Test Suite 2: Prompt Template Library

Test 2.1: Template Retrieval

Objective: Verify all 10 event types have templates

Test Steps:

typescript
describe('Prompt Templates - Retrieval', () => {
  it('should have templates for all 10 event types', () => {
    const eventTypes = [
      AIEventType.CIRCUIT_BREAKER_CANDIDATE,
      AIEventType.COST_ALERT,
      AIEventType.LATENCY_ANOMALY,
      AIEventType.ERROR_RATE_SPIKE,
      AIEventType.RATE_LIMIT_BREACH,
      AIEventType.RETRY_STORM,
      AIEventType.UPSTREAM_DEGRADATION,
      AIEventType.SECURITY_ANOMALY,
      AIEventType.CAPACITY_WARNING,
      AIEventType.RECOVERY_SIGNAL
    ];
    
    // STEP 1: Verify each event type has a template
    eventTypes.forEach(type => {
      const template = PromptTemplateLibrary.getTemplate(type);
      
      expect(template).toBeDefined();
      expect(template.event_type).toBe(type);
      expect(template.system_prompt).toBeDefined();
      expect(template.user_prompt).toBeDefined();
      expect(template.max_tokens).toBeGreaterThan(0);
    });
    
    // STEP 2: Verify coverage validation
    const validation = PromptTemplateLibrary.validateCoverage();
    expect(validation.isComplete).toBe(true);
    expect(validation.missingTypes).toHaveLength(0);
  });
  
  it('should return all templates', () => {
    const allTemplates = PromptTemplateLibrary.getAllTemplates();
    
    expect(allTemplates.size).toBe(10);
    expect(Array.from(allTemplates.keys())).toContain(AIEventType.ERROR_RATE_SPIKE);
  });
});

Expected Results:

  • ✅ All 10 event types have templates
  • ✅ Each template has system_prompt, user_prompt, max_tokens
  • ✅ Coverage validation passes
  • ✅ getAllTemplates returns 10 templates

Validation:

bash
npm test -- __tests__/ai/prompts/templates.test.ts -t "Template Retrieval"

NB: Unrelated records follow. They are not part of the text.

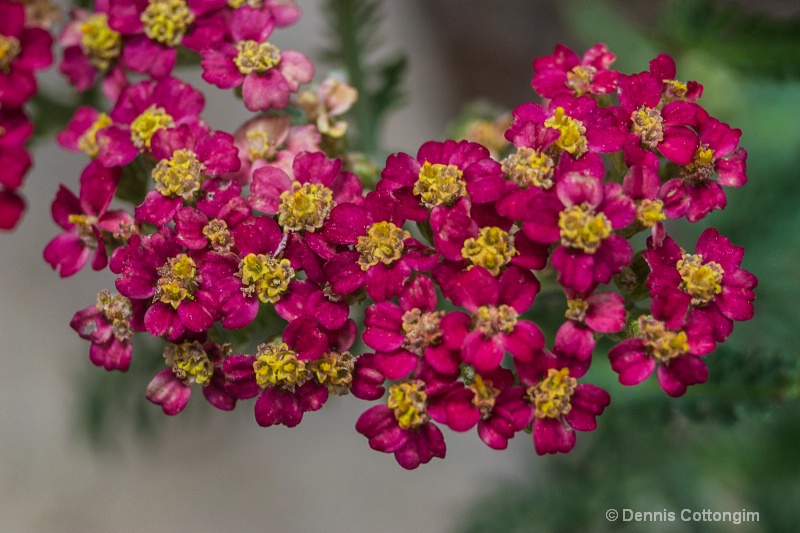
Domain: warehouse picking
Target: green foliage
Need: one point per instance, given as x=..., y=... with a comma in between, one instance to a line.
x=353, y=36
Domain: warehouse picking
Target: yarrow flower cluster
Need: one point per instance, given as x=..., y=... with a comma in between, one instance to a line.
x=269, y=231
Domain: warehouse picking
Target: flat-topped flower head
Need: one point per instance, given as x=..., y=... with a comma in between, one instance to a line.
x=492, y=249
x=439, y=185
x=305, y=207
x=189, y=362
x=265, y=276
x=99, y=43
x=167, y=21
x=529, y=167
x=383, y=243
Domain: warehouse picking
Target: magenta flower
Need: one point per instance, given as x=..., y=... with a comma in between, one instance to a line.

Test 2.2: Prompt Building with Variable Substitution

Objective: Verify variables are correctly replaced

Test Steps:

typescript
describe('Prompt Building', () => {
  it('should substitute all variables in prompt', () => {
    // STEP 1: Create event with context
    const event = AIEventFactory.create({
      type: AIEventType.LATENCY_ANOMALY,
      summary: 'Response time increased to 2.5s on /api/users',
      severity: EventSeverity.WARNING,
      data: {
        metric: 'response_time_ms',
        current_value: 2500,
        threshold: 1000,
        window: '5m',
        trend: TrendDirection.RISING,
        unit: 'ms'
      },
      context: {
        route: '/api/users',
        upstream: 'users-service',
        recent_samples: [
          { timestamp: '2026-02-15T10:25:00Z', value: 850 },
          { timestamp: '2026-02-15T10:26:00Z', value: 920 },
          { timestamp: '2026-02-15T10:27:00Z', value: 1500 },
          { timestamp: '2026-02-15T10:28:00Z', value: 2100 },
          { timestamp: '2026-02-15T10:29:00Z', value: 2500 },
        ]
      }
    });
    
    // STEP 2: Build prompt
    const prompt = PromptTemplateLibrary.buildPrompt(event);
    
    // STEP 3: Verify variables substituted
    expect(prompt).toContain('Response time increased to 2.5s on /api/users');
    expect(prompt).toContain('users-service');
    expect(prompt).toContain('/api/users');
    expect(prompt).toContain('2500');
    expect(prompt).toContain('1000');
    expect(prompt).toContain('RISING');
    expect(prompt).toContain('2.5x'); // breach_ratio
    
    // STEP 4: Verify no template markers remain
    expect(prompt).not.toContain('{{');
    expect(prompt).not.toContain('}}');
  });
  
  it('should format samples readably', () => {
    const event = AIEventFactory.createSample('LATENCY_ANOMALY');
    const prompt = PromptTemplateLibrary.buildPrompt(event);
    
    // Should format like:
    // 1. 10:25:00: 850ms
    // 2. 10:26:00: 920ms
    
    expect(prompt).toMatch(/\d+\.\s+\d{2}:\d{2}:\d{2}:\s+\d+/);
  });
  
  it('should handle missing optional variables', () => {
    const event = AIEventFactory.create({
      type: AIEventType.ERROR_RATE_SPIKE,
      summary: 'Error spike',
      severity: EventSeverity.WARNING,
      data: {
        metric: 'error_rate',
        current_value: 15,
        threshold: 5,
        window: '5m',
        trend: TrendDirection.RISING,
        unit: '%'
      }
      // No context provided
    });
    
    const prompt = PromptTemplateLibrary.buildPrompt(event);
    
    // Should not crash, should replace with empty or "unknown"
    expect(prompt).toBeDefined();
    expect(prompt.length).toBeGreaterThan(0);
  });
});

Expected Results:

  • ✅ All variables replaced with actual values
  • ✅ No markers remain
  • ✅ Samples formatted readably (1. HH:MM:SS: value)
  • ✅ Breach ratio calculated correctly
  • ✅ Handles missing context gracefully

Validation:

bash
npm test -- __tests__/ai/prompts/templates.test.ts -t "Prompt Building"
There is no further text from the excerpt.